Mark suspects otherwise and quickly finds evidence in the form of a postcard from someone named Heinrich, and though he's always disliked Anna's best friend, Margie (Fassbinder regular Margit Carstensen), Mark persuades her to confirm that Anna does indeed have a lover. Actually, it doesn't take much persuasion at all—he just calls her up and asks.

Mark still hopes they can work things out, but Anna is adamant that it's over, so he gives her a divorce, their spacious apartment and generous support for their young son, Bob (Michael Hogben). He drops by some time later to find the apartment filthy and the neglected-looking Bob alone; but when Anna finally shows up, he makes it clear that while he's not leaving Bob alone with her, he's still willing to try and work something out. She responds by vanishing in the middle of the night, and Heinrich calls to say that she's with him.
 
Then things get weird: Mark takes Bob to school the next day, and meets his teacher, Helen, who looks exactly like Anna and seems not to understand why he finds that strange. He decides to confront Heinrich (Heinz Bennent), who turns out to be some kind of effete-looking, middle-aged, touchie-feelie guru and swears he didn’t call Mark; in fact, he's been out of town since Mark got back because he wanted Anna to have some space while she decided whether to work on her marriage or end it.
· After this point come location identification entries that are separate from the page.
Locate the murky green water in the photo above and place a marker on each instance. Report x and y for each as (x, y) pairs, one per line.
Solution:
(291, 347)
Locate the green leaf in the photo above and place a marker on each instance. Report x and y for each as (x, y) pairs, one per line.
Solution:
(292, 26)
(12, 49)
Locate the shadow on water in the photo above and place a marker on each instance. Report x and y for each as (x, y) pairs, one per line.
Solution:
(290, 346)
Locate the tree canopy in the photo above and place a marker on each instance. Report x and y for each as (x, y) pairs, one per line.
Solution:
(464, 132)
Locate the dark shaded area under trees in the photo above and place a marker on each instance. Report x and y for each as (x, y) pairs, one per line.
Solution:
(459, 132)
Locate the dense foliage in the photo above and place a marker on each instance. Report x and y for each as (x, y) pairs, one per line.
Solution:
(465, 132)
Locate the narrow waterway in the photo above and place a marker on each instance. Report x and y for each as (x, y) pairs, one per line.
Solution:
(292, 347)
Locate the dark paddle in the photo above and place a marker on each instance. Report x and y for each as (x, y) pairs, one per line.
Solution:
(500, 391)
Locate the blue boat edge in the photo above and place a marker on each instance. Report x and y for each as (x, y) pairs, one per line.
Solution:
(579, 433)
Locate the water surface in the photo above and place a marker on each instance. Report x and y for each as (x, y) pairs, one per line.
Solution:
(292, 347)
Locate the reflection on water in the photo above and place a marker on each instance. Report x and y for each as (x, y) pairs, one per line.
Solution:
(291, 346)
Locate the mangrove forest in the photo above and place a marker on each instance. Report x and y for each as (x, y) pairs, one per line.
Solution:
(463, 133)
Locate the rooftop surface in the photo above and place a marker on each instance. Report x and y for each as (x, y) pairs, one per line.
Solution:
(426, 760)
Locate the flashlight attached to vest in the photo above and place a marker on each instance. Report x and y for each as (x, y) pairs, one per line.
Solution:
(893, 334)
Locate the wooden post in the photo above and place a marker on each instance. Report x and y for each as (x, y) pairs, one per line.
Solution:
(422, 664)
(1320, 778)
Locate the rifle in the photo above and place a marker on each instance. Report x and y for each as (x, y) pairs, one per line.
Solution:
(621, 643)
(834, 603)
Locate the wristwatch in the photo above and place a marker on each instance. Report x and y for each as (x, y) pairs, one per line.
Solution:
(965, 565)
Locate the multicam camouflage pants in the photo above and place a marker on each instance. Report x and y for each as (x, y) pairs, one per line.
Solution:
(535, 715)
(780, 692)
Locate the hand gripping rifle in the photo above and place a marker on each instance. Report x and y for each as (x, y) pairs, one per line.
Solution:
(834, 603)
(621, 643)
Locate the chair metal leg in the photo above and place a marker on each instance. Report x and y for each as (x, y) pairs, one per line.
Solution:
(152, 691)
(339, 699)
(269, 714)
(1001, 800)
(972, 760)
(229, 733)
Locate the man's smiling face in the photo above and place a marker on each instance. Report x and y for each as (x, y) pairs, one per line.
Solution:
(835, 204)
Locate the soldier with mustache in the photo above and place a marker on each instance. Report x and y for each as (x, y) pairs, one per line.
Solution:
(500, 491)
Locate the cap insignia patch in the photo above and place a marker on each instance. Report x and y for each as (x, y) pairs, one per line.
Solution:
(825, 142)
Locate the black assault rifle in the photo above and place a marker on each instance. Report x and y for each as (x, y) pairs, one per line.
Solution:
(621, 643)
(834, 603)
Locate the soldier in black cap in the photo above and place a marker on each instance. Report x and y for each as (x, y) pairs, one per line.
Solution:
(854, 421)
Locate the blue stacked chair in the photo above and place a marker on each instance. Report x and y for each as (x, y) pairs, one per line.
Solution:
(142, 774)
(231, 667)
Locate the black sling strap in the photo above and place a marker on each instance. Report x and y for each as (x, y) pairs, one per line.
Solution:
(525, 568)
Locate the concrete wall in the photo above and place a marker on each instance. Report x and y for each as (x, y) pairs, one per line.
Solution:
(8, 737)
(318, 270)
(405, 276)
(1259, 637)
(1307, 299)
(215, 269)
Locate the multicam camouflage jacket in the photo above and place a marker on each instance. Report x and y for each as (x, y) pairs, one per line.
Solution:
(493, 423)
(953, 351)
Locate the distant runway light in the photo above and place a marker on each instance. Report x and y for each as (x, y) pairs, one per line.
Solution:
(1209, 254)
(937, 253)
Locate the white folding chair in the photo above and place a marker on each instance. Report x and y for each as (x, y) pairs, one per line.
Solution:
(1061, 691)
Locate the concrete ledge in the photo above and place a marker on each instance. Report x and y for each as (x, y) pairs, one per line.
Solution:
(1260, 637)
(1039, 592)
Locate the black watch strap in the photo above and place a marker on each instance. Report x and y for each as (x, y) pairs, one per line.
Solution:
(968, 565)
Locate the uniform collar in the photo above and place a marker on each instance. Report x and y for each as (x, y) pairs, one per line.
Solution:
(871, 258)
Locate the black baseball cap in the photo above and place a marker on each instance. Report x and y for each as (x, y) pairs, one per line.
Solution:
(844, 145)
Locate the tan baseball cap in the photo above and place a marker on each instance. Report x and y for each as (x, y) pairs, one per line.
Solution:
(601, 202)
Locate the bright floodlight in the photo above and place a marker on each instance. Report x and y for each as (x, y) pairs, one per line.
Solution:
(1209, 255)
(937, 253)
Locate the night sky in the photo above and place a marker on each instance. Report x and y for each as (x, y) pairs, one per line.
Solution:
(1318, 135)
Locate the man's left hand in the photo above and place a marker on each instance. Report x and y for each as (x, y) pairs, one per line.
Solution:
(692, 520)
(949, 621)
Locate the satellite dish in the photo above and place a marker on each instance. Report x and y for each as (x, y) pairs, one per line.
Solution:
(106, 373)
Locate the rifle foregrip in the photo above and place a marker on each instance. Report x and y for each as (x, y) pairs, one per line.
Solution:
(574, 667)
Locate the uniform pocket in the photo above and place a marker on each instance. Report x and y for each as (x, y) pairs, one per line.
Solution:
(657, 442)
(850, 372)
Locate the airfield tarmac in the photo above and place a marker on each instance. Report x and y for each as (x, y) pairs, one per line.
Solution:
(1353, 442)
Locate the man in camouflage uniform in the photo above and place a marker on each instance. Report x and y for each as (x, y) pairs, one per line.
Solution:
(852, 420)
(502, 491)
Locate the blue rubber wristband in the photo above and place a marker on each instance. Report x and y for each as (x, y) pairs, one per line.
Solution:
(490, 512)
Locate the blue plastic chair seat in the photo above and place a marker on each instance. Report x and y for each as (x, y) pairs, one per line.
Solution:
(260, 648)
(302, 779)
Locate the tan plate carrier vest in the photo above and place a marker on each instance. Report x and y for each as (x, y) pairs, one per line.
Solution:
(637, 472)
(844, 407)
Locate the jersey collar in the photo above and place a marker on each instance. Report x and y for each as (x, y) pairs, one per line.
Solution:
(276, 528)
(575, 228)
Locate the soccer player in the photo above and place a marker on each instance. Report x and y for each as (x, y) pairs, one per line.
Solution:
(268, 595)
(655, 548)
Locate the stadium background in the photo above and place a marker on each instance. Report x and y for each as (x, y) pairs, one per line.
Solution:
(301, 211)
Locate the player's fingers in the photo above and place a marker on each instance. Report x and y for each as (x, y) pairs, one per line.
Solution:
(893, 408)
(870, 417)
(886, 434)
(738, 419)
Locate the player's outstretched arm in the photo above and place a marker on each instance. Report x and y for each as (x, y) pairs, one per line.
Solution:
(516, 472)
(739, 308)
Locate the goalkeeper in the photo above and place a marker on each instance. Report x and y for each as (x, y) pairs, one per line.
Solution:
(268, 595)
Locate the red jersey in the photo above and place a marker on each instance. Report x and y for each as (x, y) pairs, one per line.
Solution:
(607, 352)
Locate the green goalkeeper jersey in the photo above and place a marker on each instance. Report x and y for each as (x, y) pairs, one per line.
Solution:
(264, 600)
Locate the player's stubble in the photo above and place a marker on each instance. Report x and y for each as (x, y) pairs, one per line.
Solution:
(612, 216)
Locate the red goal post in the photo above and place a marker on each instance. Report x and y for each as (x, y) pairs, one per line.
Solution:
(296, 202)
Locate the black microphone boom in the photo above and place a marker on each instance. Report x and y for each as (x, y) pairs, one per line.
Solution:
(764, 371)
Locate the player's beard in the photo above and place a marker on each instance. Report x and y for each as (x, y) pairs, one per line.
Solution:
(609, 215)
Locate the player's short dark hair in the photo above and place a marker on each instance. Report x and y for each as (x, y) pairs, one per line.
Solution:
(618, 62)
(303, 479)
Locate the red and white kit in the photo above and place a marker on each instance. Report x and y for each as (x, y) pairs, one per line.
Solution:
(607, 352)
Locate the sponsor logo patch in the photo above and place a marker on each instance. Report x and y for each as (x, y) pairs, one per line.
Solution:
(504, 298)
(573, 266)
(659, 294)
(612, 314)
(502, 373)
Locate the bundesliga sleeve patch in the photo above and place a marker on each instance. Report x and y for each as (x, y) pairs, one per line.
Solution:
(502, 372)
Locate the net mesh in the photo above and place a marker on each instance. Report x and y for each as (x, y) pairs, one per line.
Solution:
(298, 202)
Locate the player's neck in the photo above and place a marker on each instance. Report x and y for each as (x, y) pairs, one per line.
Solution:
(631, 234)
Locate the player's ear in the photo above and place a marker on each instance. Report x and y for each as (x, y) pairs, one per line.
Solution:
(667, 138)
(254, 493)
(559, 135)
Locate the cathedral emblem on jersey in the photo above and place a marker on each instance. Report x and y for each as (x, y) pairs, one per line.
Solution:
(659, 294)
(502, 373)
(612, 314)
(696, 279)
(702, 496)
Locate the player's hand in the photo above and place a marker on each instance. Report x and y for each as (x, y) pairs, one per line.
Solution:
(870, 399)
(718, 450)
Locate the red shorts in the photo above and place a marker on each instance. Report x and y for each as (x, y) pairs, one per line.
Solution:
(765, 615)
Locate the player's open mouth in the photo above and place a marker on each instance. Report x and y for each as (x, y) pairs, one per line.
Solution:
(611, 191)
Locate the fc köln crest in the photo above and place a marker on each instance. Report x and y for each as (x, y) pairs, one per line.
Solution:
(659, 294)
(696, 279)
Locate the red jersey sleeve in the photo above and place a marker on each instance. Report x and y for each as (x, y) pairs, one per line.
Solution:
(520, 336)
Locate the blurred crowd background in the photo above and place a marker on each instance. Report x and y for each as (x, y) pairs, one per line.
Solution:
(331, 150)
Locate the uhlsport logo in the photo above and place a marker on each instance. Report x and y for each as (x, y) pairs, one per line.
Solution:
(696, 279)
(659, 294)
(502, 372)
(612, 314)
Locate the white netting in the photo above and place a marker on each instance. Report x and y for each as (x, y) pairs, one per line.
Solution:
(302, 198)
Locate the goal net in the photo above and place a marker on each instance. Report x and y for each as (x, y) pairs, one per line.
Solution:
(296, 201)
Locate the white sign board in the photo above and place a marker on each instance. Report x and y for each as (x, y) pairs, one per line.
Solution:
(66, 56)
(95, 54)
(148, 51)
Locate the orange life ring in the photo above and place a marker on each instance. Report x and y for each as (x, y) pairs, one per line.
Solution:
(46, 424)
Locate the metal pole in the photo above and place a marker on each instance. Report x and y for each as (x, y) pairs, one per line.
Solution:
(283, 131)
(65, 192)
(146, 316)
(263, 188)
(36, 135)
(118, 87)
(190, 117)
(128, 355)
He wants to discuss things like spiritually enlightened men, but the enraged Mark would rather deck him…except that it's Mark who winds up on the floor in a bloody heap. What kind of people are these? Oh, and Anna has some kind of seizure in a subway corridor and gives birth to a…well, a creature.
 
The first half of Possession is peculiar and the second half is bizarre, but it all makes emotional sense; you don't have to know Andrzej Zulawski wrote it while going through what must have been the mother of all breakups to recognize the emotional rawness and irrational behavior, even after the narrative runs amok. Because here's the thing: People do go crazy when relationships go bad. Murder, mutilation and literal monster spawning are the nightmarish faces of character assassination, financial destruction and the psychologically damaging use of children as weapons—not too subtle, but potent. And I venture to say that if Possession had opened in an art house it 1981, it would have been accorded the same reception as Lars von Trier's Antichrist. But grindhouse audiences could spot an art-house movie slumming as horror and stayed away in droves, while most critics—of the few who saw it—dismissed it as trash with pretensions.